Considering model averaging estimation in the VCPLM with missing responses, we propose a HR$C_p$ weight choice criterion and its feasible form. Our model averaging process can jointly incorporate two layers of model uncertainty: the first concerns which covariates to include and the second further concerns whether a covariate should be in the linear or nonparametric component. The resultant model averaging estimator is shown to be asymptotically optimal in the sense of achieving the lowest possible squared error loss under certain regularity conditions.

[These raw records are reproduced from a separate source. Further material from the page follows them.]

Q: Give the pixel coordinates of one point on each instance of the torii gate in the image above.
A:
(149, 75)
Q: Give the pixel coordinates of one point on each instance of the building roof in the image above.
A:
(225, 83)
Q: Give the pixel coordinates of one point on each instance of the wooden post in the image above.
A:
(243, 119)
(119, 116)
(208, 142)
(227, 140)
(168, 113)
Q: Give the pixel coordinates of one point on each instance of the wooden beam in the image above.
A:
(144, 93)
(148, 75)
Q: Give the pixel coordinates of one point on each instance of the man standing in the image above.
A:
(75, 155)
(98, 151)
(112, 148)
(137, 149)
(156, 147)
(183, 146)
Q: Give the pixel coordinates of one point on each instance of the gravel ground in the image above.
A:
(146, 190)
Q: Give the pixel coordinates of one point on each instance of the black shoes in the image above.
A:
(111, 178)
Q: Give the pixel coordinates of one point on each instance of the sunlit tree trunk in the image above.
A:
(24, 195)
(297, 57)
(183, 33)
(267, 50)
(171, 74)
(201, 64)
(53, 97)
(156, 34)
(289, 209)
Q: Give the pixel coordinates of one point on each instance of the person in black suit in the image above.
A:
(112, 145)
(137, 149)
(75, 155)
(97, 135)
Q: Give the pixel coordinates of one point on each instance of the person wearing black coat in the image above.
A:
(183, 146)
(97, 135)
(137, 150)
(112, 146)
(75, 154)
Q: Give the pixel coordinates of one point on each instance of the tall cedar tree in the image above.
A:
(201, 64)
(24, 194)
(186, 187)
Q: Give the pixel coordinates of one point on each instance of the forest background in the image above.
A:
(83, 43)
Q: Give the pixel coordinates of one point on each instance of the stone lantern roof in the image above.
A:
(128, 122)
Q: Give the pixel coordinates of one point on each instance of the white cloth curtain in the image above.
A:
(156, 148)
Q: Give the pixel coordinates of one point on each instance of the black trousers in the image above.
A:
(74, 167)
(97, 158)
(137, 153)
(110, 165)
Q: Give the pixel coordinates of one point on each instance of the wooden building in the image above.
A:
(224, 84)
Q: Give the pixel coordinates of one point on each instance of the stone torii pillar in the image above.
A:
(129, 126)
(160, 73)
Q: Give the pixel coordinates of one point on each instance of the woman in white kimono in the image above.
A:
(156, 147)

The simulation results demonstrated that, in several designs with different types of model uncertainty, our model averaging method always performed much better in comparison with existing methods. The real data analysis also reveals the superiority of the proposed strategy.

There are still many issues deserving future research. Firstly, we only considered model averaging for the VCPLM in the context of missing response data, so it would be worthwhile considering cases where some covariates are also subject to missingness, or missing data arise in a more general framework, such as the generalized VCPLM which permits a discrete response variable. Secondly, in our analysis the missing data mechanism was MAR. The development of a model averaging procedure in a more natural, but more complex, non-ignorable missing data case and the establishment of its asymptotic property is still challenging and warrants future studies. Thirdly, our procedure is applicable only when the dimension parameters $p_m$ and $q_m$ are less than the sample size n. The consideration of an asymptotically optimal model averaging method for high dimensional VCPLM with missing data is meaningful and, thus, merits future research.